Sidi Bou, en ce tout début des années 60, n’avait pas grand’chose de commun avec le charmant village touristique qu’il est devenu aujourd’hui. Sa rue principale était à peu près déserte. En lieu et place des actuelles boutiques de souvenirs, se prélassaient échoppes de bouchers, marchands de légume, épiciers ronronnant une bonne partie de la journée. Hormis quelques maisons habitées par une aristocratie millénaire, la plupart des maisonnettes suintaient d’une digne indigence non moins antique.
Correspondant du Monde, je crois bien avoir été le premier journaliste à m’y établir dans une maison dotée d’une large terrasse à l’aplomb de la falaise proche de l’actuel Café des Délices. Mon ami Jean Daniel prit ses habitudes à l’hôtel. Le sociologue et romancier Jean Duvignaud nous rejoignit avec son épouse puis le journaliste du New York Times Thomas Brady. Suivirent Arslan Humbaracchi, un ex-communiste turc correspondant de The Economist, Andrew Boroviek pour l’Associated Press, Josette Alia et Raouf Ben Brahem. Les peintres Jalel Ben Abdallah et Hedi Turki y résidaient déjà depuis belle lurette. Quelques diplomates britanniques et grecs nous rejoignirent et tout ce petit monde formait famille, tribu, confrérie sous l’ascendant souverain de Jean Daniel, notre maître à tous.
Jean avant de créer le Nouvel Observateur s’exprimait dans L’Express où il s’était imposé comme le meilleur connaisseur du Maghreb.
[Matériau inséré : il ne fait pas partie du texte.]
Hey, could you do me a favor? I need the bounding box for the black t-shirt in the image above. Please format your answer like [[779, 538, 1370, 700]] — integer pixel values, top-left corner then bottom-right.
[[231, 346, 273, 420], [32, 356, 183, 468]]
Proche de Bourguiba et du tout jeune Béji Caïd Essebsi, de Béchir ben Yahmed et de l’imposant Mohammed Masmoudi, de Hédi Nouira et de Taieb Mehiri, rien ne se tramait en ville sans qu’il en soit partie prenante. Ses articles, soigneusement lus et relus, formaient le point de départ de toute réflexion sur les événements du moment.
En vérité, les raisons professionnelles de sa présence à Tunis finirent par passer au second plan. Son bonheur, il le trouvait sur les plages de Gammarth, au restaurant Chez Slah, sur les marches du Café des Nattes de Sidi Bou où, à la nuit tombée, sous la direction d’un cheikh jovial, nous nous asseyons dans l’obscurité pour chanter en chœur du malouf. Chouchana ya Chouchana avait été élevé au rang d’hymne de la confrérie.
Devenu fondateur et directeur du Nouvel Observateur, il ne revint plus à Tunis que pour le plaisir d’y vivre. Son Algérie natale partie en fumée révolutionnaire, c’est en Tunisie, auprès de ses amis, ses frères de cœur et de combat, qu’il retrouvait le parfum et la musique de sa Méditerranée tant aimée. Il nous a quitté hier dans sa centième année. Allah yerhamou.